David Corn draws attention to an NPR interview with Richard Perle, who looks — and acts — like a neo-con sith lord and was one of the architects of the invasion of Iraq. And despite the fact that he was wrong about absolutely everything, he refuses to even entertain the obvious question:
Montagne: Ten years later, nearly 5,000 American troops dead, thousands more with wounds, hundreds of thousands of Iraqis dead or wounded. When you think about this, was it worth it?
Perle: I’ve got to say I think that is not a reasonable question. What we did at the time was done with the belief that it was necessary to protect this nation. You can’t a decade later go back and say we shouldn’t have done that.

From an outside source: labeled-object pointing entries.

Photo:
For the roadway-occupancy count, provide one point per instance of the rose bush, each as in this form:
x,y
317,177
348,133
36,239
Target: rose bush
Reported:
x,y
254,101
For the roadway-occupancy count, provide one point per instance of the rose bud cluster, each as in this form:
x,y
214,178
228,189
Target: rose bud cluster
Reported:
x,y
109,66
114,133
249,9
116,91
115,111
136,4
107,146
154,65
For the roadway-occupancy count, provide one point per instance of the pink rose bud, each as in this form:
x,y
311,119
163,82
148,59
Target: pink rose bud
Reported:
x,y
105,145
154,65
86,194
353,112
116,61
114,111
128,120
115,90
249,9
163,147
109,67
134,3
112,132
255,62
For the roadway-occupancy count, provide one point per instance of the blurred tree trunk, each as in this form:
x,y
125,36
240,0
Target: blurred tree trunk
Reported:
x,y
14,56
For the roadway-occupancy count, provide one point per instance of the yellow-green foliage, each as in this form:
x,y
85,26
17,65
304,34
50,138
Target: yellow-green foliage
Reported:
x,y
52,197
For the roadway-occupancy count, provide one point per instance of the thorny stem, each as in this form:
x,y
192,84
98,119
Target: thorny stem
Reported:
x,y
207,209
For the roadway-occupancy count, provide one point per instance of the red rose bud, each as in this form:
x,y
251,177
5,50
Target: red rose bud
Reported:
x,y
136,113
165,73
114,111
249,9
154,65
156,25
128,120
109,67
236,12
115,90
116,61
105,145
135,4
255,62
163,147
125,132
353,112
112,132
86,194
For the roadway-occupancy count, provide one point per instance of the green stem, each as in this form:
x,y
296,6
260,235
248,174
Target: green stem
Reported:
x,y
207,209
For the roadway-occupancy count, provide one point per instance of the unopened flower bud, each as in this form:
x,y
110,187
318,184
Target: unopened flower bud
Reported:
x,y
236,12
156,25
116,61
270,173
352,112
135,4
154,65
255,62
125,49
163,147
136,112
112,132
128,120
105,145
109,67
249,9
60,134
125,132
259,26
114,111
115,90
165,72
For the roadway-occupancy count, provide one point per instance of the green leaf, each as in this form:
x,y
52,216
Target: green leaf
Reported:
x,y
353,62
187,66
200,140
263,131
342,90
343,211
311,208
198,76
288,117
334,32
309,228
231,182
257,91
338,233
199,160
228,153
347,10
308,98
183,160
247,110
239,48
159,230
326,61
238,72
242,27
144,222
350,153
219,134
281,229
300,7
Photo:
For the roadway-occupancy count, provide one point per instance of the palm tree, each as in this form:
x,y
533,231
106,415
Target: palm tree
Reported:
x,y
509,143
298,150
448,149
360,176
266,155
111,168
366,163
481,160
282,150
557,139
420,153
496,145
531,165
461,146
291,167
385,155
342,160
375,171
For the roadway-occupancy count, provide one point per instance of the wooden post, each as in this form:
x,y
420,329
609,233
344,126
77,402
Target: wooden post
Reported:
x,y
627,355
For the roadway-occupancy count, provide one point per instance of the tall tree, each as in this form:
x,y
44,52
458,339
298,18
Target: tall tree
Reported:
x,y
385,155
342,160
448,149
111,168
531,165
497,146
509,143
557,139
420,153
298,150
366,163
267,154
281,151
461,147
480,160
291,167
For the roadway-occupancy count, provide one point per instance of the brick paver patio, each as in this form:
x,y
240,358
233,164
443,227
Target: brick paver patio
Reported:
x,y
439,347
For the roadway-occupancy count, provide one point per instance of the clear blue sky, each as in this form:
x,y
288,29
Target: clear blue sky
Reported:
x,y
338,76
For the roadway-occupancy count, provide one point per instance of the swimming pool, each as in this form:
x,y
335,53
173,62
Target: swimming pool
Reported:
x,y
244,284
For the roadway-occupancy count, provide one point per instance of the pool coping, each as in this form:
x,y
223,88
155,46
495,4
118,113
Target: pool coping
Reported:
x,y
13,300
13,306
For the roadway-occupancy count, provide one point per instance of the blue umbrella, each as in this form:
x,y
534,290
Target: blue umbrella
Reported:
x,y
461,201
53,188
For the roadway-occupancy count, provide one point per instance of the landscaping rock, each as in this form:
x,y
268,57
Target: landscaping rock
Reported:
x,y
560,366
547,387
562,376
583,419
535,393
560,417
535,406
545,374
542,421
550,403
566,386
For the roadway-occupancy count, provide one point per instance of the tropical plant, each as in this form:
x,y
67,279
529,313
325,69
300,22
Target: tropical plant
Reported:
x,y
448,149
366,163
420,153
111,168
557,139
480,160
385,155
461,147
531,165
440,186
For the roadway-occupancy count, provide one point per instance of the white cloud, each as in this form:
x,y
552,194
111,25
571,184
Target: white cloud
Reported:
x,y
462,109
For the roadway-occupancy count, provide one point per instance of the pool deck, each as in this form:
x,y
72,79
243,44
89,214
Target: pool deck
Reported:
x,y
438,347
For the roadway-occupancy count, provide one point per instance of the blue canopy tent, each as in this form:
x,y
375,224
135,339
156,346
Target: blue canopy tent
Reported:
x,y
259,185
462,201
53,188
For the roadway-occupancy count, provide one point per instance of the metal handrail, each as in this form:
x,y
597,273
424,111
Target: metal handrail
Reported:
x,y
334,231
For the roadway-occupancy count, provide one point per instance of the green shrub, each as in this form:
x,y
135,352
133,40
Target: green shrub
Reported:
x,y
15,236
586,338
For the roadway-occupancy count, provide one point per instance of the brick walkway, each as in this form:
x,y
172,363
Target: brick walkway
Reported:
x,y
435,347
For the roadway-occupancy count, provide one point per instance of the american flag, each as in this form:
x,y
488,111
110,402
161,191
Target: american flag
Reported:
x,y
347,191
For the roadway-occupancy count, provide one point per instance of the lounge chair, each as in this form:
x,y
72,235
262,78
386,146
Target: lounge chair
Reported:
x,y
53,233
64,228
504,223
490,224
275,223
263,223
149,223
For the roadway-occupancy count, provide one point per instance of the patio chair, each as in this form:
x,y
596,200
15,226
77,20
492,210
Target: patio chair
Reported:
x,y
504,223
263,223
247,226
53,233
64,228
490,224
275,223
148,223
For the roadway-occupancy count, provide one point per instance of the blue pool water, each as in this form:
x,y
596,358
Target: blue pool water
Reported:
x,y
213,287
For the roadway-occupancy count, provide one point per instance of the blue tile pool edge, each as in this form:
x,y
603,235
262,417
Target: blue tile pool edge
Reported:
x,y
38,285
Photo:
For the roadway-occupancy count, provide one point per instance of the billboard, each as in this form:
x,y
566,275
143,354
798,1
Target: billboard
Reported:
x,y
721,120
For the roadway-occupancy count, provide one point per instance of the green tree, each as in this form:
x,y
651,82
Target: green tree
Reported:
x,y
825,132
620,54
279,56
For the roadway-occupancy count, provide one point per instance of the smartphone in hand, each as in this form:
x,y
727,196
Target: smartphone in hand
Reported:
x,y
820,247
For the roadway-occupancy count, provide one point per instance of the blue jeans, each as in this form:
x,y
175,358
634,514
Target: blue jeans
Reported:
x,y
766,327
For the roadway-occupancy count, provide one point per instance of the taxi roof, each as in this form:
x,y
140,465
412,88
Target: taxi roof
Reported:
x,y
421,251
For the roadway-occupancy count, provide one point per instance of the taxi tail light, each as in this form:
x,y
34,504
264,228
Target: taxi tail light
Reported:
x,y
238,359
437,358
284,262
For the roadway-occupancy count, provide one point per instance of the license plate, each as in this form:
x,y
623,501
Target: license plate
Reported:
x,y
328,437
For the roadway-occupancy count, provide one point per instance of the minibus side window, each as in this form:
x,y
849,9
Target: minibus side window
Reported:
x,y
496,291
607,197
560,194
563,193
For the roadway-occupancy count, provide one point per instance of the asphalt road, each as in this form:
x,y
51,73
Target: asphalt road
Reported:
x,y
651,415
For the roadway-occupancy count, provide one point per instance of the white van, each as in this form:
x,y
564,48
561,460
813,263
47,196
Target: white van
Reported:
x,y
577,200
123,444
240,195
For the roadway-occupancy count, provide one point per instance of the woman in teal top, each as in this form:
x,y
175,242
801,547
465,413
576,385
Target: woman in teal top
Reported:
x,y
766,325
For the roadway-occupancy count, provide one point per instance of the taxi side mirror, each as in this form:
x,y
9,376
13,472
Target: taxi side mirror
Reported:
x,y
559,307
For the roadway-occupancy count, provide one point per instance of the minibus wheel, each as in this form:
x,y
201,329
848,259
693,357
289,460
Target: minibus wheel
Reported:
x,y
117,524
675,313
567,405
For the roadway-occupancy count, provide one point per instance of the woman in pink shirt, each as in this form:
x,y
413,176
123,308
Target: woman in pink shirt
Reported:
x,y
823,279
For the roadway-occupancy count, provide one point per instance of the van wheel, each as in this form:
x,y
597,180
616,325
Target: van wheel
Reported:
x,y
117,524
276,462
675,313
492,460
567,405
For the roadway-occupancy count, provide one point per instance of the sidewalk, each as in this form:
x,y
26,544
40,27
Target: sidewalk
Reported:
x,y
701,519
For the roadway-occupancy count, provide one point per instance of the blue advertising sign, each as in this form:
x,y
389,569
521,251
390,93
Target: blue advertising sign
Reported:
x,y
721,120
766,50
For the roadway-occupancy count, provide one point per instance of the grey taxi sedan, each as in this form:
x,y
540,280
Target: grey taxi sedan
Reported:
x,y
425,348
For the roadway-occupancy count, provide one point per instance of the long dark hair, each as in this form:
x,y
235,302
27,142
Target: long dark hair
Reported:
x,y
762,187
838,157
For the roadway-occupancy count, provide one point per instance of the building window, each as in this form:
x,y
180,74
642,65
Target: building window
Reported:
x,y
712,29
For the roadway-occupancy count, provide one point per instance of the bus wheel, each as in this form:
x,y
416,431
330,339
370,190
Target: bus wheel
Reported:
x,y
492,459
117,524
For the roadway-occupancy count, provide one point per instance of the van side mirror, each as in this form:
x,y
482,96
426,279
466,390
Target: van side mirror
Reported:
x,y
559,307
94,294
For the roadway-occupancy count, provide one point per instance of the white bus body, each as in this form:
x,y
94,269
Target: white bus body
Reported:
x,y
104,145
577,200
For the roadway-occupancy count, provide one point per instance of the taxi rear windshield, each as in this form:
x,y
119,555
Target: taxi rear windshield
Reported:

Not a reasonable question? We’ve spent trillions of dollars, displaced three million people, killed tens of thousands more, thousands of Americans, and it’s not even a reasonable question to ask whether it was worth it? Well look, he doesn’t actually mean that. But what else can he say? This is how we get rid of cognitive dissonance, by constructing elaborate rationalizations that make it go away. And as Corn notes, every single thing Perle said leading up to the war turned out to be false:
He told CNN, “Even if we cannot prove to the standard that we enjoy in our own civil society they are involved, we do know, for example, that Saddam Hussein has ties to Osama bin Laden. That can be documented.” In 2002, he suggested a war against Iraq would be a cakewalk: “It isn’t going to be over in 24 hours, but it isn’t going to be months either.” He asserted Saddam was “working feverishly to acquire nuclear weapons.” He claimed the post-invasion reconstruction in Iraq would be self-financing. He got everything wrong…
Perle then offhandedly observed, “It’s easy a decade later to say, well, it turned out this fact or that presumption was wrong.”
No, but when every factual claim and every presumption was wrong, and when CIA analysts have repeatedly said that the assessments they gave the White House said the exact opposite of what the White House was putting out on television, it becomes clear that what was going on here was not sincere mistakes, it was a war based on a pack of lies.